Not all the commentary was so gossipy. "The light source is suggested by the varnish on the floor," a professorial type murmured to his companions as they gathered in front of a large nude. Elsewhere, two young men in short sleeves and a woman with long black hair moved slowly from painting to painting, remarking on perspective and brush strokes and techniques; but they didn't seem particularly interested in the character of the individual models, let alone the horses and dogs. No one, to my amazement, spent more than a few seconds in front of the fantastic etching of Freud's lawyer, Lord Goodman — "Adviser to Harold Wilson's government, Mr. Fix-It, Mr.
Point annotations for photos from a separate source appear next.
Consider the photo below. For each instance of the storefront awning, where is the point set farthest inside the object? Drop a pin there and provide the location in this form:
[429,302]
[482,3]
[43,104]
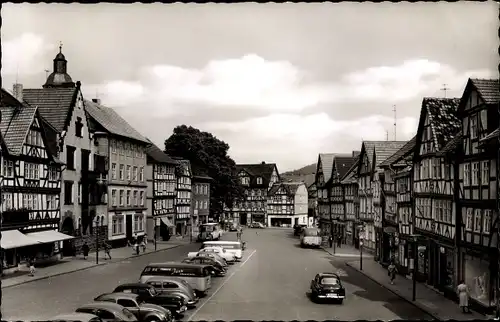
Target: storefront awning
[15,239]
[167,221]
[49,236]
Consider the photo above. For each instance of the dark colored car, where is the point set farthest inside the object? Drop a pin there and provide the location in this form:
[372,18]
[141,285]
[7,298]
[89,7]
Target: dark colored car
[148,293]
[219,270]
[297,229]
[327,286]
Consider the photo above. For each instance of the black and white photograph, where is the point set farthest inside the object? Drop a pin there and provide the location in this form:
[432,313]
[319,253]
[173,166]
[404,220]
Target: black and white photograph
[250,161]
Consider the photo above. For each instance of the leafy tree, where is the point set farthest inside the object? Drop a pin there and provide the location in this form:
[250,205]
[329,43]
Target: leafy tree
[206,151]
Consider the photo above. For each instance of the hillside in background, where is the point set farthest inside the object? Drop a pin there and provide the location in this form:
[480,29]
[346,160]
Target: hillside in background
[306,174]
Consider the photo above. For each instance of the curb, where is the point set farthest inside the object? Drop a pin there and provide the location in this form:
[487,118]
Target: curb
[414,303]
[92,266]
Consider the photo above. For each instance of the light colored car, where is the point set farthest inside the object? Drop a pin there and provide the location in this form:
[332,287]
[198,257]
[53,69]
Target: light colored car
[229,257]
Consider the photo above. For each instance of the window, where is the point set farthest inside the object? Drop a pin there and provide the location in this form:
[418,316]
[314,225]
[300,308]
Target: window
[466,174]
[469,223]
[78,127]
[477,220]
[475,174]
[121,197]
[473,127]
[8,168]
[70,157]
[485,172]
[486,221]
[68,192]
[113,170]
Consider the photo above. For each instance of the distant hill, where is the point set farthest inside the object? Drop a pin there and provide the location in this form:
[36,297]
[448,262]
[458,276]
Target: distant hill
[306,174]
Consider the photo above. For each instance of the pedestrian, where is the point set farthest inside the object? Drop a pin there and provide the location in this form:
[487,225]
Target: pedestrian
[463,296]
[85,250]
[107,250]
[31,264]
[391,271]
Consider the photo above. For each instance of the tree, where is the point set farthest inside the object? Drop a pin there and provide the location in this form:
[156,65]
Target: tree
[206,151]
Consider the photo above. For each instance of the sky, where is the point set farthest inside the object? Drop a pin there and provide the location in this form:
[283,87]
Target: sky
[277,82]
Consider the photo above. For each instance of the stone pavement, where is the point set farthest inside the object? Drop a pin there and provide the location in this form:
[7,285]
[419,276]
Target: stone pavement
[428,300]
[73,264]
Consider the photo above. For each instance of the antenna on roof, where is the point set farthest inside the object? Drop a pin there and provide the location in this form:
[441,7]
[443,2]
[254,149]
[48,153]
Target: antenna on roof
[395,122]
[444,89]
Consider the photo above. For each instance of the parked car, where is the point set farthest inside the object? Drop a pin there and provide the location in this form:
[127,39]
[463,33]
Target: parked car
[147,293]
[229,257]
[175,285]
[108,312]
[142,311]
[327,286]
[310,237]
[218,269]
[257,225]
[215,257]
[81,317]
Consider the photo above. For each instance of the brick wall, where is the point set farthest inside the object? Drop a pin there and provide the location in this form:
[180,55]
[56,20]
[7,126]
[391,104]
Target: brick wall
[91,240]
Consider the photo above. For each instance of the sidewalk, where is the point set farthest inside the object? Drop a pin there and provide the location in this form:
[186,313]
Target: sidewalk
[346,251]
[73,264]
[428,300]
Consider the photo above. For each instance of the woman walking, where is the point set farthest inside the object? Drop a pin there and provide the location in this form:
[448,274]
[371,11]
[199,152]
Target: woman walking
[463,296]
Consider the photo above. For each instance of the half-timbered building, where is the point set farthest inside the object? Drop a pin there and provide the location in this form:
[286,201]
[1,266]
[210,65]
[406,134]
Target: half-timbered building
[83,203]
[257,180]
[397,220]
[323,185]
[287,204]
[373,153]
[341,164]
[161,192]
[351,204]
[477,195]
[31,184]
[433,185]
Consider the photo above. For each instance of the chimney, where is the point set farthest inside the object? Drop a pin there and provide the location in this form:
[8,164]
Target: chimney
[17,91]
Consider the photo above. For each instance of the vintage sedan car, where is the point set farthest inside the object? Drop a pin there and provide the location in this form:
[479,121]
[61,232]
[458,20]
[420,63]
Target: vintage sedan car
[218,269]
[107,311]
[327,286]
[173,301]
[175,285]
[143,311]
[82,317]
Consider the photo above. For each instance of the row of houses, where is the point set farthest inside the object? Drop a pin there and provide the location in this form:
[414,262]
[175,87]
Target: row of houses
[73,169]
[430,202]
[268,200]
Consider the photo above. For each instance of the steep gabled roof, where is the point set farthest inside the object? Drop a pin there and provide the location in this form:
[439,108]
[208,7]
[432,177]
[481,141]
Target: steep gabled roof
[443,118]
[54,104]
[157,155]
[112,121]
[263,170]
[488,89]
[400,154]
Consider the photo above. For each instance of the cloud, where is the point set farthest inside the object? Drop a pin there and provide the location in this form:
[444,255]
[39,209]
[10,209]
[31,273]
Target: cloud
[24,55]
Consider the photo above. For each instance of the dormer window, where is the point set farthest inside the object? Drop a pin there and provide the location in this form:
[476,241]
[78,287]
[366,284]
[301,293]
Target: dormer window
[78,127]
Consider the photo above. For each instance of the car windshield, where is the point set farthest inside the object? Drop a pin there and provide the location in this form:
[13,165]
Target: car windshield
[128,315]
[329,281]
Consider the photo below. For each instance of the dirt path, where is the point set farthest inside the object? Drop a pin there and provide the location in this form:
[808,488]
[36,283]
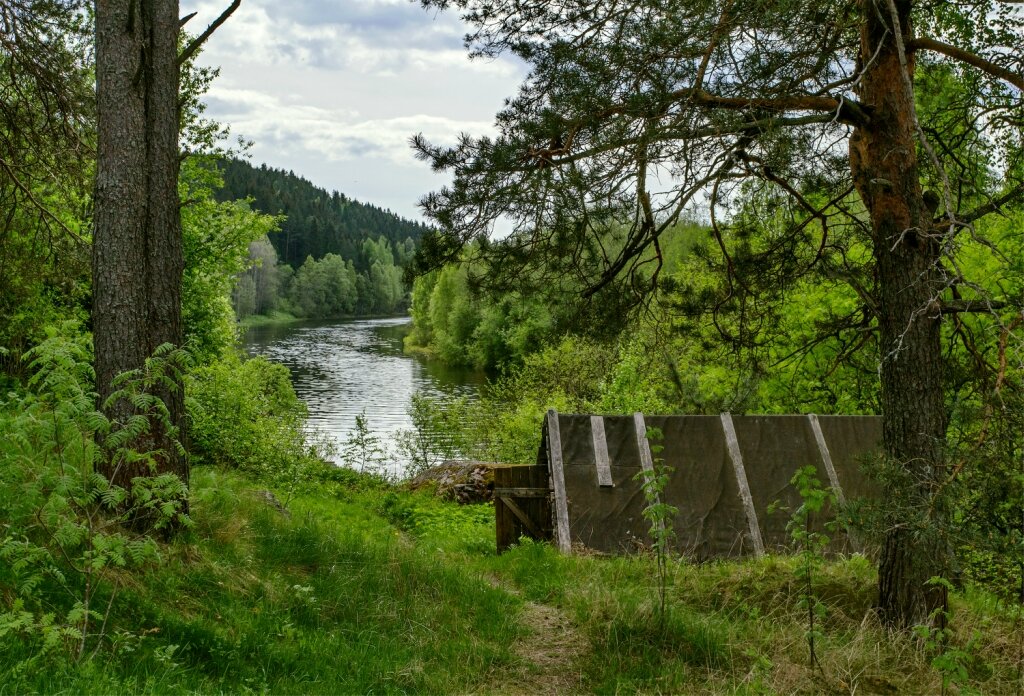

Everybody, Mr. Behind-the-Scenes," as Feaver described him to me — surely one of the great contemporary portraits of a powerful, influential man.

Personally, I rather enjoyed the low-brow, gossipy approach. As Feaver would say, you don't need to know that the perfectly respectable-looking man in the eerie, gorgeously painted double portrait, A Man and His Daughter 1963-4, was actually a safecracker — I think that's what he said — but there's no denying the added interest the information brings, even if it ultimately reinforces Feaver's point: The painting is so good that categories like "safecracker" (or shopkeeper or librarian or prison warden) simply melt away in the sheer tenderness and beauty of the brush strokes.

As the afternoon wore on, the galleries gradually emptied out. Single figures stood motionless in front of portraits of single figures. The docents were gone, the guards looked more relaxed. Not surprisingly, most of them liked the show. Watching over the Sam Durant exhibition, one of them told me, was "enough to give you a migraine."

For a few minutes, I wandered through the rest of the museum. In a room dedicated to "Recent European Paintings," which included a banal work by Chris Ofili, the artist who enraged Rudy Giuliani by exhibiting a painting of the Virgin Mary decorated with elephant dung, a man in a fedora said to the woman with him, "These things are like nothing compared to Freud."

"Oh, it's a whole different world," she answered.